Ohne Facebook und Skype, ohne Youtube und Chatprogramm, ohne Mobiltelefon und iPad, kurz ohne das dicht gespannte Netz in der virtuellen Welt geht gar nichts mehr, vor allem nicht Kommunikation. Florian Berger und die „Flowmotion dance company“ haben sich des Themas mit dem Stück „Virtual Insanity“ auf unterhaltsame Weise angenommen und sind zu einem überraschenden Schluss gekommen.

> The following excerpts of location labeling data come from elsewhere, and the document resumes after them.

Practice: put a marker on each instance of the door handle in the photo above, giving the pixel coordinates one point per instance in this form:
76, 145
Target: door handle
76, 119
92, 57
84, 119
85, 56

im Halbdunkel spannen sich die Netze, ratlos hüpfen oder schreiten die Benutzer im Wirrwarr der gespannten Fäden von Kontaktpunkt zu Kontaktpunkt. Kontakt bekommen sie dennoch keinen. Im Halbdunkel der Bühne wird das Netzwerk der virtuellen Welt, dem sich vor allem Jugendliche kaum entziehen können, fantastisch durch eine interaktive Grafik- und Licht-Projektion (Martin Zeplichal) auf dem Boden und an der Wand hinten sichtbar. Die Figuren irren als Schemen durch diese vernetzte Welt, können einander nicht sehen, nicht berühren – der Frustpegel steigt. Noch ist es nur eine Visualisierung dessen, was tatsächlich passiert, wenn man stundenlang vor dem Computer hockt, um zu chatten und zu spielen, zu bloggen und zu posten. „Was tust du gerade?“ fragte Facebook. Ob es jemanden interessiert?
Einem wird dieses Spiel mit den Unsichtbaren und Unberührbaren zu viel. „Ich brauche ein Spiel“, ruft er in die unbekannte Menge, ein wirkliches Spiel. Der Appell hat Wirkung: die MitspielerInnen befreien sich aus der Verstrickung der Netze und finden zueinander, spielen ein auch für die Zuschauer belebendes Spiel: Als Schattenfiguren formen sie überraschende Skulpturen hinter der Leinwand: Tiere, ein Auto, das sich zum Cabriolet wandelt, eine Vespa mit Fahrer, der der Auspuff locker sitzt. Allein diese Körperplastiken sind ihre frappierenden Aufbau schon das Hinschauen Wert, bis ins kleinste Detail sind sie durchgestylt. Was die Zuschauer amüsiert ist für die einst im Netz verstrickten ein Aha-Erlebnis: Sie kommunizieren miteinander, sie berühren einander, spüren warme Haut und Atemhauch. Jetzt geht es erst wirklich los: Die sieben jungen TänzerInnen (Choreograf Berger mitten darunter) zeigen mit Saltos und Brückenschlag, mit innigen Pas de deux und männlichem Schulterklopfen, was es heißt, Beziehungen aufzubauen, sich zu unterhalten und zu amüsieren. Energiegeladen und voll Animo tanzen und turnen sie ihre Befreiung aus der virtuellen und die Rückkehr in die reale Welt. Eine knappe Stunde, die gezeigt hat, dass der Tanz lebt, dass eine kluge Idee (und vorangehende Kopfarbeit) nicht zu Stillstand führen muss sondern in erquickender körperbewusster Bewegung münden darf.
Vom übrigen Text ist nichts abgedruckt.